The goal of this wiki page is to show a study/analysis/design/prototype of a robotic subject. This research is an assignment of the course Robots Everywhere (0LAUK0). For this project, students work in a group of 5 choosing a subject in the core of robotics to work on, thereby making sure the USE aspects are leading.  
 
== Initial ideas ==
*'''Robotic surgery:''' With all the progress in robotics, we have now reached a stage in time where it is (almost) possible to let robots do surgery. There have been quite some recent breakthroughs, and it is also already applied to some scale in hospitals. However, there are some aspects to this robotic technology that need closer investigation.
 
*'''Medical rehabilitation with the help of robots:''' Many people suffer from injuries that may require long-term medical rehabilitation. This rehabilitation is typically complex and takes a lot of trained staff to help guide the patients through the process. Then there might be benefits for both the patients and the staff helping the patients with rehabilitation if robotics were to help the rehabilitation process.
 
*'''Drone interception:''' Between 19 and 21 December 2018, hundreds of flights were canceled at Gatwick Airport, following reports of drone sightings close to the runway. The airport did not have any measures to prevent this issue. Many users of airlines were stranded, and airlines (enterprises) lost. The airport only had detection and tracking devices, but no counter-drone mechanism. Just like birds, drones can cause enormous damage to aeroplane engines and are therefore illegal around airports.
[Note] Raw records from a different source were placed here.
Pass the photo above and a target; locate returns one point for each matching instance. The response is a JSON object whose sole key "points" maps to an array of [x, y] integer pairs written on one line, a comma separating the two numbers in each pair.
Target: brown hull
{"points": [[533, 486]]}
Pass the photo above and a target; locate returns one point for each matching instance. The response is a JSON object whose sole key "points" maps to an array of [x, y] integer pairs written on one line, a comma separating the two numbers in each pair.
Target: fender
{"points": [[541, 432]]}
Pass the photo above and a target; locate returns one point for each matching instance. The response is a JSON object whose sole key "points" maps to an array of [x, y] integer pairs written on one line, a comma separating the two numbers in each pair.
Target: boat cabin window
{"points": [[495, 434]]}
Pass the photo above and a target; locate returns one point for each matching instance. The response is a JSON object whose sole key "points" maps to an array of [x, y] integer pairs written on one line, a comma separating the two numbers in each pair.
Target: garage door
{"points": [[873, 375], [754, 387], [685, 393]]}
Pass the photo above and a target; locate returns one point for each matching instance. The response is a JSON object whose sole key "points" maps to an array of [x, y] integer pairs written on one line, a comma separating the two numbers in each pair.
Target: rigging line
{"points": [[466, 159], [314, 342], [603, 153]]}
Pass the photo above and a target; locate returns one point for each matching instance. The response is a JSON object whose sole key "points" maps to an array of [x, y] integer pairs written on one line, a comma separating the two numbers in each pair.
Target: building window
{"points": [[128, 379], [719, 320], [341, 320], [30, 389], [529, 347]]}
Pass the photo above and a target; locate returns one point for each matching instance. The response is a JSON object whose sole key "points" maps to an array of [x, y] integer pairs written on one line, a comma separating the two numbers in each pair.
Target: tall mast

However, no{{Citation needed}} airport yet has a fully working anti-drone defence mechanism, while most airports do have anti-bird systems, consisting of noise mechanisms to scare birds away.
 
*'''Drone pesticides:''' An important consequence of the increased global population is the demand for food. In order to meet these demands, farmers require the use of pesticides to ensure enough yield from their crops. However, the overuse of pesticides and fertilizer can have huge negative impacts on society. Hence we the use of drones to analyse the state of farmland and automatically apply fertiliser and pesticides as needed could make a farmer’s job easier, making the production more eco-friendly.
 
*'''Trading bot:''' Trading bots have been used on the stock market for quite some time already, but ever after the boom of cryptocurrencies, the usage of these bots has become ever more increasing. The stakeholders of these bots are people that are active in, for example, the stock market and cryptocurrency market. People could use such a bot in order to achieve a passive income. It would be interesting to design such a bot for interested parties. Furthermore, it would be interesting to consider the ethical discussion regarding the permission to use such trading bots in the stock market.
 
*'''Networking AI:''' Gridlock is problematic in large western cities, but also many large cities with underdeveloped infrastructure in countries like Asia. It massively hinders any form of transport, and also unnecessarily increases pollution. Forms of AI in private cars or forms of public transport such as buses or trains might help reduce this problem. On an abstract level, buses or trains could adjust their schedule or route such that they are deployed at places where passengers are waiting in real time, not where they are expected to be waiting. This way, one might prevent the case where two half-full buses are driving on similar routes. By sharing information and adapting to real-time information, in this case only one bus would be necessary.
 
*'''Use drones to monitor and improve marine life:''' Due to climate change, many problems arise. A large part of these problems emerge in the seas and underwater. Examples include changes to the habitat of marine mammals, irreversible damage to coral reefs, and already endangered species being threatened quicker by their changing environment. A current use for them is flying through and capturing fluid samples of the exhaled fluids of whales, to monitor their health. Specific autonomous robots designed for underwater operation might help monitor the state of coral reefs, and introduce new coral to a reef to support its growth.
 
Chosen concept: '''Drone interception''' modified such that it can be applied in a more general setting.
 
== Problem description ==
Between 19 and 21 December 2018, hundreds of flights were canceled at Gatwick Airport, following reports of drone sightings close to the runway<ref name="BBC News airport">[https://www.bbc.com/news/uk-england-sussex-46623754 "Gatwick Airport: Drones ground flights"], 20 December 2018. Retrieved on 2019-02-06.</ref>.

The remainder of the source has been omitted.